|
|
|
|
|
by aftbit
1100 days ago
|
|
Nope. You will still need a proper GPU. You can't yet run large language models on tiny hardware like an m1/m2. Even the llama.cpp magic is only possible with very small models at beam size 1, which really limits the "creativity" of these models. |
|
With Willow Inference Server I'm constantly telling people: a six year old $100 Tesla P4/GTX 1070 walks all over even the best CPUs in the world for our primary task of speech to text/ASR - at dramatically lower cost and power usage. Seriously - a GTX 1070 is at least 5x faster than a Threadripper 5955WX. Our goal is to provide an open-source commercial voice assistant equivalent user experience and that is and will be fundamentally impossible for the foreseeable future on CPU.

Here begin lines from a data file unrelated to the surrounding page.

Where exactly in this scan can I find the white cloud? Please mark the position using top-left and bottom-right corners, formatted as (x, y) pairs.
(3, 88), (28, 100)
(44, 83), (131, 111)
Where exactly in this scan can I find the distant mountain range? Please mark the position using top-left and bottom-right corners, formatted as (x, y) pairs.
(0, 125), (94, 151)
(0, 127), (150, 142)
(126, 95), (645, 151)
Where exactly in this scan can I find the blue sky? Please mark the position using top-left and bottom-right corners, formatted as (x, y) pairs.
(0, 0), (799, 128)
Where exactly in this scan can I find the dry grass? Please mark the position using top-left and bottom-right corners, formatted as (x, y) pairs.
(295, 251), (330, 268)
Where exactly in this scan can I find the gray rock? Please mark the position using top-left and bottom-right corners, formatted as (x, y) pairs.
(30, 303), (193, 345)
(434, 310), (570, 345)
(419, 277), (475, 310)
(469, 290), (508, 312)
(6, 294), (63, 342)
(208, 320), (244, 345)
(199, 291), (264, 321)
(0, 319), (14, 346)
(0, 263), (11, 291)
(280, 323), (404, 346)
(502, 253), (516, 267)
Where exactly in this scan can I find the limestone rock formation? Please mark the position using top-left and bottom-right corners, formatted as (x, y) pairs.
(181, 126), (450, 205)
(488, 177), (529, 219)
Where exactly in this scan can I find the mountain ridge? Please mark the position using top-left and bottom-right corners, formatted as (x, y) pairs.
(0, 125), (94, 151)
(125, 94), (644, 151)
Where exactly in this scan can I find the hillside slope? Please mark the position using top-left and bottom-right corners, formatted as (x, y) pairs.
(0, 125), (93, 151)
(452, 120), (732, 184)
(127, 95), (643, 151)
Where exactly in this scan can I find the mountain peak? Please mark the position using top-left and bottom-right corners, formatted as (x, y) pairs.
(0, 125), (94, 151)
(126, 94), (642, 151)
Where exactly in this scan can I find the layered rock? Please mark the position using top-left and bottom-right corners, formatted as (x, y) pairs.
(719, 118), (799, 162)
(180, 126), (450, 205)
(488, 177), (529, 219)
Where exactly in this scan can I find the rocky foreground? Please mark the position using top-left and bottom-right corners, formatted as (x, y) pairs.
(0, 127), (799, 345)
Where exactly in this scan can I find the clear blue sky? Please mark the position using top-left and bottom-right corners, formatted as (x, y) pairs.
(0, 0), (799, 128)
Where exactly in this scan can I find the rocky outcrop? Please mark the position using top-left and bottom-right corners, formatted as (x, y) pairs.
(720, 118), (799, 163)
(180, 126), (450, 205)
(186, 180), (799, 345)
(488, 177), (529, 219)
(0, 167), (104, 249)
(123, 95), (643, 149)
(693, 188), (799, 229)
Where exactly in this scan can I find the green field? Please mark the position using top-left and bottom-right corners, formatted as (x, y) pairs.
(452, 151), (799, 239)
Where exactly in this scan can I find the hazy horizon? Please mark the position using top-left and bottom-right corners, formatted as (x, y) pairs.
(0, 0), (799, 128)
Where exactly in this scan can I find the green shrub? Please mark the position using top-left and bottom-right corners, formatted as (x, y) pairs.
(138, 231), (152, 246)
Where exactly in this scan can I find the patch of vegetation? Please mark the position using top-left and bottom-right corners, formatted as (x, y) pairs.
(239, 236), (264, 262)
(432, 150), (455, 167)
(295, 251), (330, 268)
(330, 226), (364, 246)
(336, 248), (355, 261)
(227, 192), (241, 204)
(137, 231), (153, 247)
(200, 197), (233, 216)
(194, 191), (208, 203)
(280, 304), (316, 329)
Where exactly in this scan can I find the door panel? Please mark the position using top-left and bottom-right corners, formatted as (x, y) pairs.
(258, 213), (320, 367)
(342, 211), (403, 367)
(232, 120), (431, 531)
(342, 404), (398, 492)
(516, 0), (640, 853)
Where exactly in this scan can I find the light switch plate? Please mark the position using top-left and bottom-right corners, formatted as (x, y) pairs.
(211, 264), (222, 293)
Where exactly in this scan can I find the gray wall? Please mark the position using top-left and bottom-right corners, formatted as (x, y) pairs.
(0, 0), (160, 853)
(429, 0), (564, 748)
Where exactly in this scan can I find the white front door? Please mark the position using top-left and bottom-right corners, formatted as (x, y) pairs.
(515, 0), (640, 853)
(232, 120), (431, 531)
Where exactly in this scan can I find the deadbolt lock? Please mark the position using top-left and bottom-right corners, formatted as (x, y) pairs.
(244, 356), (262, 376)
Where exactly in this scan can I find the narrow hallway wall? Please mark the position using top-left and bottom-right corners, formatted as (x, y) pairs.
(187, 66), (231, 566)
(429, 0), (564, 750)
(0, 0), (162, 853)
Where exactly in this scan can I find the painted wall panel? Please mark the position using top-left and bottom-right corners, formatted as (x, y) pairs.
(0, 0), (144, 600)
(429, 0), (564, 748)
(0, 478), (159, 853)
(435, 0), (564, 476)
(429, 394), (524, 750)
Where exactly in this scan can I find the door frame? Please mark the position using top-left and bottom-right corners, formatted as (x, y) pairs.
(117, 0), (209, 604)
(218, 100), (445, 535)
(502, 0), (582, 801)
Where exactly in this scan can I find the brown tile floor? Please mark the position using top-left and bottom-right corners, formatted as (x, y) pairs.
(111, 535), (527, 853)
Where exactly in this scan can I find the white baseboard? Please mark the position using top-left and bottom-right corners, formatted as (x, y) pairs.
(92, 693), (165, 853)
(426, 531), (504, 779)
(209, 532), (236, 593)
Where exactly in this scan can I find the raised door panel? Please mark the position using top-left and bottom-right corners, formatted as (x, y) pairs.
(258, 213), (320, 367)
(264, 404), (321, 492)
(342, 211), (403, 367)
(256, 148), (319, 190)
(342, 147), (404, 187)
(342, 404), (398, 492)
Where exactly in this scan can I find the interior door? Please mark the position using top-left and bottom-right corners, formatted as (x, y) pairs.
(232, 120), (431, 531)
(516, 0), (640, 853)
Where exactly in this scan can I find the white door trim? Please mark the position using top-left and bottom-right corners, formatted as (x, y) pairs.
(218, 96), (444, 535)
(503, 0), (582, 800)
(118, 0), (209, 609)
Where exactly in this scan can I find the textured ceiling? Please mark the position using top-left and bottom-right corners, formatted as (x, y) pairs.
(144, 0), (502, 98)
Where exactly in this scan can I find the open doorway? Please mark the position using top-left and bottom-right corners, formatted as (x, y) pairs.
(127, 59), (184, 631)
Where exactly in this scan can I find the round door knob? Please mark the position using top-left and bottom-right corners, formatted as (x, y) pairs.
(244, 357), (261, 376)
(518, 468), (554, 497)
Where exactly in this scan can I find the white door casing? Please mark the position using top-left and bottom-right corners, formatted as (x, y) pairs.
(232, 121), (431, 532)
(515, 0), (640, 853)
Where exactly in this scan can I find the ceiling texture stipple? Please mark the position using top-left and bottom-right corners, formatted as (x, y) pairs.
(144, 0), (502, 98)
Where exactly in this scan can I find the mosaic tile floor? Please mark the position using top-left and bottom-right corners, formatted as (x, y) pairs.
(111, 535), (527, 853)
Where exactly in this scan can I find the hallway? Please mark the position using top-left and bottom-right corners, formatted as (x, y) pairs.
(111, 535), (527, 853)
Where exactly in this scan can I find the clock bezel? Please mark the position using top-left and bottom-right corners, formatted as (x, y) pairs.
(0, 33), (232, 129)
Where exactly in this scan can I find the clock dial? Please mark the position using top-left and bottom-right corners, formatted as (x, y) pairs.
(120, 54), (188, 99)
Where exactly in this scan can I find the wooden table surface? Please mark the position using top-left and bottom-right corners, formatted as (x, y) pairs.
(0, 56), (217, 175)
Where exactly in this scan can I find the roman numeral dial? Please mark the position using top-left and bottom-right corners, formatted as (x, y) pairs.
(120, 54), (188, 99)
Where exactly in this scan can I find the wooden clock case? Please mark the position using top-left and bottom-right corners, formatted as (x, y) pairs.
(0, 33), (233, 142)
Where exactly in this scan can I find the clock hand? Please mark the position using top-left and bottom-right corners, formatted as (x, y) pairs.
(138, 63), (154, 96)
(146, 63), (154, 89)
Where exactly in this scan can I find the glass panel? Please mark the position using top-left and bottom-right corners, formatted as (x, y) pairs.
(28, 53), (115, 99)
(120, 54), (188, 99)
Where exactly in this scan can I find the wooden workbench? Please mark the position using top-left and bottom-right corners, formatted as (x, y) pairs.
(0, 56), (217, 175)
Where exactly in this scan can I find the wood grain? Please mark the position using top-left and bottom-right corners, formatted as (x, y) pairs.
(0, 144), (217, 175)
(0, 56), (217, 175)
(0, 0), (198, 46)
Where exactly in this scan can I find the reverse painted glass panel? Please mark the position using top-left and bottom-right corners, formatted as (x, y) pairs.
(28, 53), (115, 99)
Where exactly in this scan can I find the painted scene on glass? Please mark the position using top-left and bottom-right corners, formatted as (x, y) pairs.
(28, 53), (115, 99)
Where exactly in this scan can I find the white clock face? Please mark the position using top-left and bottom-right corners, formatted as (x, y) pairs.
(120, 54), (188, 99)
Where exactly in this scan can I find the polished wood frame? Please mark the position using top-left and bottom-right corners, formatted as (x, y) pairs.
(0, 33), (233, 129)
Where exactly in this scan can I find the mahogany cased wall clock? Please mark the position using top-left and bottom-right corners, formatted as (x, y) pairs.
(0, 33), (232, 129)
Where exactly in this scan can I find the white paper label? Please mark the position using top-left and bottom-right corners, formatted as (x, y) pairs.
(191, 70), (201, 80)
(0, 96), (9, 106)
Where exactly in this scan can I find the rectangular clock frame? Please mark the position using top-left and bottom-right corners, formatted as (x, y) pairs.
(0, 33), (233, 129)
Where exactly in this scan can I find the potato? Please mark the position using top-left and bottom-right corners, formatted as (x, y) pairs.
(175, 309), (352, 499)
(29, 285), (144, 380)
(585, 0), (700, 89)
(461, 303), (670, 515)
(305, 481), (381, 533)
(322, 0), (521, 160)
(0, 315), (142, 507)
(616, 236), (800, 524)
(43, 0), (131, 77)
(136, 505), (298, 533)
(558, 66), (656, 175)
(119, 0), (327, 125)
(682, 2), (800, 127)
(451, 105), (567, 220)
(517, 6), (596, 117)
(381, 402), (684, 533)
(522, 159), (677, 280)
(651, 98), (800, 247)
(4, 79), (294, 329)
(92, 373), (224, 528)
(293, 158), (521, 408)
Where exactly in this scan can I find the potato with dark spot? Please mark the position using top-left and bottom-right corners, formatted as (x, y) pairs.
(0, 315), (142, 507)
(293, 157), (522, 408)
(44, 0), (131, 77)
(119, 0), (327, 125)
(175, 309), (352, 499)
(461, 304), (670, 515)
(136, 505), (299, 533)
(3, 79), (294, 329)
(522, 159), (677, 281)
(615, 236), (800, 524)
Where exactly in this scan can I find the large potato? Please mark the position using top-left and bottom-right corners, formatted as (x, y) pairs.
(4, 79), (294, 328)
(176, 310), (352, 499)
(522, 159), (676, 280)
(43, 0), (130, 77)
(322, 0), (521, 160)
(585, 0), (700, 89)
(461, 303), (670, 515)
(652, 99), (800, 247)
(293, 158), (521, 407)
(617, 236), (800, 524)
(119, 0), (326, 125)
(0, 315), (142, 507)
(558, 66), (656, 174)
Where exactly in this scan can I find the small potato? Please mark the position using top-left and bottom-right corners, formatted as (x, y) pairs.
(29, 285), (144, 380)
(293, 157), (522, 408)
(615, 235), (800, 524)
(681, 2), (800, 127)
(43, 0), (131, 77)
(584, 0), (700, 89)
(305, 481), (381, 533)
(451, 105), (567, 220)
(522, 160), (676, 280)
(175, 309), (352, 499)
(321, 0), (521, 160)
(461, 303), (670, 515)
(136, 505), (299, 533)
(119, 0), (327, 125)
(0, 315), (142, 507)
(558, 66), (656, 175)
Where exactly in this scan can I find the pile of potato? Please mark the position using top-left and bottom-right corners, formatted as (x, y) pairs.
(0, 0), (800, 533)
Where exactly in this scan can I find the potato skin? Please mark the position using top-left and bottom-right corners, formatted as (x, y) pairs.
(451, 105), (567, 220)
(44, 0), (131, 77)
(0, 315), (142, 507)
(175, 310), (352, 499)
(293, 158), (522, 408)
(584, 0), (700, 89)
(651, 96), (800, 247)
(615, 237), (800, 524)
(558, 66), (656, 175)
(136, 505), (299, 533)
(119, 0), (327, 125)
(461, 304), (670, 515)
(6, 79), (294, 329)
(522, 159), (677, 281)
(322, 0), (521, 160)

Slight tangent but there are users in the space who seem to be under the impression that they can use their Raspberry Pi for voice assistant/speech recognition. It's not even close to a fair fight but with the same implementation and settings a GTX 1070 is roughly 90x (nearly two orders of magnitude) faster[2] than a Raspberry Pi... Yes, all-in a machine with a GTX 1070 uses and order of magnitude more power (3w vs 30x) than a Raspberry Pi but the power cost in even countries with the most expensive power in the world results in a $2-$3/mo cost difference - which I feel, at least, is a reasonable trade-off considering the dramatic difference in usability (Raspberry Pi is essentially useless - waiting 10-30 seconds for a response makes pulling your phone out faster).
[0] - https://github.com/toverainc/willow
[1] - https://github.com/toverainc/willow-inference-server
[2] - https://github.com/toverainc/willow-inference-server/tree/wi...